One Man’s War in Spain. Trickery, Treachery and Thievery by Joaquín Pérez Navarro (Translated and Edited by Paul Sharkey) ISBN 978-1-873976-62-3, pp. 256, 229mm x 153mm, £12.95 inc p+p UK. (Europe €17,50; USA $17.00).
The collected memoirs and documents in this book, penned or preserved by the author with such belief and ideological conviction over so very many years of effort, can be described as a masterwork. Without euphemism or any other sort of circumlocution, they bluntly set out facts that will come as a revelation to anyone who knows only the accounts sympathetic to those who had a hand in the loss of the Revolution and War in 1936–39 – works indeed often written by counter-revolutionaries themselves to conceal the malicious intent that they so cravenly pursued. The revolutionary structures of the anarcho-syndicalist and anarchist movement were undermined to their very roots by all its foes without and within, by Bolsheviks in particular and by the cohorts of the state in general.
As we read through these memoirs and documents, every line is heartrending. We learn of the treachery and criminality enacted by the supporters of collaboration against those who flatly opposed it at a time when the winning of the War by defeating Francoism ought to have been the sole priority.
The author, his claims based on verifiable evidence, has tales to tell us that are nevertheless hard to credit. Such is the impact of those claims that we wonder how the Spanish Libertarian Movement could have countenanced such kow-towing to the Communist Party, the presence of communists in government and the slogans issuing from those occupying the highest positions in the FAI and the CNT.
With conclusive proof and plain, open-minded reasoning, Joaquín Pérez lifts the veil on the farcical performance of those who ran the War. Citing details and supporting documentation, Joaquín Pérez is unforgiving of any one of these murderous clowns, placing all of them under the microscope and exposing their anti-revolutionary exploits. Detailing where and how the arms- and munition-purchasing deals were made, he boldly assigns the blame for arms purchases that never reached loyalist Spain and names those – such as Negrín and his lackeys – who pocketed the money and built up fortunes in foreign banks.

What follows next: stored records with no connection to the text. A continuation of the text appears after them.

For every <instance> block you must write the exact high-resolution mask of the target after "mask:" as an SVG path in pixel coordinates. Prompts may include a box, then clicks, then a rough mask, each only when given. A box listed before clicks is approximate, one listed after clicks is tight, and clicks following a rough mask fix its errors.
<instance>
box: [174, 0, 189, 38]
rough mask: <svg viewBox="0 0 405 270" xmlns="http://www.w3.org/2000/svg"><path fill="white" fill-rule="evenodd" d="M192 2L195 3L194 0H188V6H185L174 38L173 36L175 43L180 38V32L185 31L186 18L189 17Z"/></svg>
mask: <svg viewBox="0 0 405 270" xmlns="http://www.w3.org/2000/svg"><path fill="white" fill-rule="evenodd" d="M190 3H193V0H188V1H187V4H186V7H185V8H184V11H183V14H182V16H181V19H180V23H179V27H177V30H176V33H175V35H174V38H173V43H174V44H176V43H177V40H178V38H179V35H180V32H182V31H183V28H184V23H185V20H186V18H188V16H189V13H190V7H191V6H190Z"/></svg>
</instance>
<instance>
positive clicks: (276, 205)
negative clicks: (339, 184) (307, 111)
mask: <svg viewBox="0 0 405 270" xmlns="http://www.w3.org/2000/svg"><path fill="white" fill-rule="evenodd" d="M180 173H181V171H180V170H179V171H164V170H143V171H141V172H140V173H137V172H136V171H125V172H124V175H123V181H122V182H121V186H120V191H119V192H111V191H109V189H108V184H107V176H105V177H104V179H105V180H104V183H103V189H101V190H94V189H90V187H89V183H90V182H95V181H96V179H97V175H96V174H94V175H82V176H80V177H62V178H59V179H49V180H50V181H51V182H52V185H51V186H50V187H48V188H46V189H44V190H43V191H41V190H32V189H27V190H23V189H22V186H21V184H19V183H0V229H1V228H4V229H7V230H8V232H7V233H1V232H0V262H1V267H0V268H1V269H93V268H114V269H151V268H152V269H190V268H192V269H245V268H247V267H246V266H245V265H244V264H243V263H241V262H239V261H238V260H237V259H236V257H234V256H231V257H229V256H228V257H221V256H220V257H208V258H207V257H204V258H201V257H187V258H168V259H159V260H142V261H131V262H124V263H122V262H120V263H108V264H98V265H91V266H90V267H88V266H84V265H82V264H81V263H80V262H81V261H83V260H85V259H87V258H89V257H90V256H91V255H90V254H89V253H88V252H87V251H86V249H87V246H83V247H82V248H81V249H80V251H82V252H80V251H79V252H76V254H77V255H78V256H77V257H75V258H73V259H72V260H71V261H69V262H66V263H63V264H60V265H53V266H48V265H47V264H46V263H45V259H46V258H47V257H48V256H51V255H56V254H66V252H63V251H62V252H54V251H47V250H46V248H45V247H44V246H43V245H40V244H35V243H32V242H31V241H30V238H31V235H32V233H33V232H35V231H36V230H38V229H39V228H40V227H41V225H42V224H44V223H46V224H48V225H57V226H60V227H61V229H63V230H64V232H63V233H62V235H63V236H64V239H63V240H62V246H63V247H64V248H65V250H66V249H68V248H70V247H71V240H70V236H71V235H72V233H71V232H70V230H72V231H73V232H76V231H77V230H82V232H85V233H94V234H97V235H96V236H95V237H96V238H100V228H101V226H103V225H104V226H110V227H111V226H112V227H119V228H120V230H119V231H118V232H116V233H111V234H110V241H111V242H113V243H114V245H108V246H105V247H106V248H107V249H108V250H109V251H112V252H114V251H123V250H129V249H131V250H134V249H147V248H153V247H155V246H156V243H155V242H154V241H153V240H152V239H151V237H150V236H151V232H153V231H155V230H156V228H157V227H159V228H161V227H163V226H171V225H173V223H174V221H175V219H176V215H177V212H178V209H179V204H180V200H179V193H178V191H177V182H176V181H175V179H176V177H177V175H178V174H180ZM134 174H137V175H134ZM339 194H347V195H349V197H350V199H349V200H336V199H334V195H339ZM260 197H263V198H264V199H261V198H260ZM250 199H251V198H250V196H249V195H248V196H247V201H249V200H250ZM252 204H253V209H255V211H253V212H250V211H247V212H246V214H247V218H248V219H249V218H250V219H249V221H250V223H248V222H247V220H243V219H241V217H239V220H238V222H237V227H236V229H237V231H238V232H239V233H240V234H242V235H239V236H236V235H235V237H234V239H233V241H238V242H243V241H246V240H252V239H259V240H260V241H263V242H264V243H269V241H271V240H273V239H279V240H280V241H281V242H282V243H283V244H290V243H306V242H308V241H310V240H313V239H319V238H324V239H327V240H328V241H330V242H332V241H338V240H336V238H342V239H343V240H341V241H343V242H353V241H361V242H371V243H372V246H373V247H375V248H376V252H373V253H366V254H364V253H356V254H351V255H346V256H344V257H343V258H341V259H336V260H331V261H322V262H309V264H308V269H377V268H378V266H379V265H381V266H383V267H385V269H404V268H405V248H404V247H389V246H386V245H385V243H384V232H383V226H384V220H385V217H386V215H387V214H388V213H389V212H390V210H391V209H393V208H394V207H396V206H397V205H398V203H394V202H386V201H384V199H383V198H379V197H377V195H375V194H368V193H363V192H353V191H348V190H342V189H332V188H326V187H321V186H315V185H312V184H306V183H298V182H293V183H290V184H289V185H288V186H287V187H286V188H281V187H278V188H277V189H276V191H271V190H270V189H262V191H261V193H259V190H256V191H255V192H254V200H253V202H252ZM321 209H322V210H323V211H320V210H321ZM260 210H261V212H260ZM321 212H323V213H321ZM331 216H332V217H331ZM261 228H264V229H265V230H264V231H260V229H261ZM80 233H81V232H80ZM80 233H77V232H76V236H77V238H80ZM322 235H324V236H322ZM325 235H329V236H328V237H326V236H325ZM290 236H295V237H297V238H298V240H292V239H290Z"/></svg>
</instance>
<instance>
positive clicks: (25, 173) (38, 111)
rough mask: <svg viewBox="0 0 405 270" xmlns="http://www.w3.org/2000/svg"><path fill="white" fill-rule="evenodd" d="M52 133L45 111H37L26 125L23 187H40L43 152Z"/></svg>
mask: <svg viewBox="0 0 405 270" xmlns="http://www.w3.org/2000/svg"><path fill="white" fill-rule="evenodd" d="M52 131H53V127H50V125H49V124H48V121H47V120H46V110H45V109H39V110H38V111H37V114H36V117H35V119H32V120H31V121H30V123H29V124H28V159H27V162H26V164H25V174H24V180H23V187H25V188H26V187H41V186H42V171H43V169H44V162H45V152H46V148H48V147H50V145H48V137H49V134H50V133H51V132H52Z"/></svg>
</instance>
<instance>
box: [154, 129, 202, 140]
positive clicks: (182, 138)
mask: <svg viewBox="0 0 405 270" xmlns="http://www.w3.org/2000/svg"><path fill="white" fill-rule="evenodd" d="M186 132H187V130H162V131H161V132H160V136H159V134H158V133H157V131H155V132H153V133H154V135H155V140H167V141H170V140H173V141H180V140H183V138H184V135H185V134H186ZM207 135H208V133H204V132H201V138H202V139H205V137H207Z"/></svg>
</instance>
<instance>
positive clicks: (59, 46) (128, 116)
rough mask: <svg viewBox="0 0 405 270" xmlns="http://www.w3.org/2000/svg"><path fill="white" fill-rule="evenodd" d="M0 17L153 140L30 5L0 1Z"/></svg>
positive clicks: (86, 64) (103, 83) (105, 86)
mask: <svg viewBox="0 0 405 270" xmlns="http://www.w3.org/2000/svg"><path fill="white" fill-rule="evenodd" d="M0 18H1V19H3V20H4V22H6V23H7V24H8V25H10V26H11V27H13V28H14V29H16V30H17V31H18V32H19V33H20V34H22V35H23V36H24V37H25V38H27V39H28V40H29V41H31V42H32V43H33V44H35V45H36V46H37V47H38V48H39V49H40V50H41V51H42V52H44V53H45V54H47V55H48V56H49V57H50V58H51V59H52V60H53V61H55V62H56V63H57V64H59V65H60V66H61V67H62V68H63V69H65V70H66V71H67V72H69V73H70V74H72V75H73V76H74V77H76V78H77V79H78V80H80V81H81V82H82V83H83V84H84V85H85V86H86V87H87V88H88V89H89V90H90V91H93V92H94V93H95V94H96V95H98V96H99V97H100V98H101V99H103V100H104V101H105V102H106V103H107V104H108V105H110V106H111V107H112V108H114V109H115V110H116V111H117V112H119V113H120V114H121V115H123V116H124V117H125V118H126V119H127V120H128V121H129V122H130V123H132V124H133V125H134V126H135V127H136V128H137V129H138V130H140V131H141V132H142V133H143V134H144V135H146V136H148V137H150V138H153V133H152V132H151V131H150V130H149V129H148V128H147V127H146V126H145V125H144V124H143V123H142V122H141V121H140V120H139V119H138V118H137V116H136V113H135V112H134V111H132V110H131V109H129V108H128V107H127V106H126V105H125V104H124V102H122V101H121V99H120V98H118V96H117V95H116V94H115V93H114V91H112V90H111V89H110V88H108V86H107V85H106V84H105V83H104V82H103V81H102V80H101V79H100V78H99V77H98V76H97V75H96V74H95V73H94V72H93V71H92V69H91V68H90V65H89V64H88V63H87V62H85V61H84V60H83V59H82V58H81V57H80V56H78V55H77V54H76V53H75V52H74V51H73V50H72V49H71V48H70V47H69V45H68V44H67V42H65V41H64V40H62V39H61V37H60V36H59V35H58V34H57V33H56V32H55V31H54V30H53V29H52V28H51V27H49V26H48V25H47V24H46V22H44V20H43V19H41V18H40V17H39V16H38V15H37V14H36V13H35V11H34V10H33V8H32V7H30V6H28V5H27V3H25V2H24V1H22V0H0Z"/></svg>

One Man’s War is a documentation of the Spanish people’s revolutionary history in 1936–39, that part which was not squandered. Rather it should help – tomorrow or in the near future – to prevent upcoming generations from being taken for a ride and show them how to see to it that a worthwhile Social Revolution does not come to grief and can properly succeed. The book is also an account of the survival of one man’s hope, in his daughter’s words, “that his fellow men would learn to respect one another”.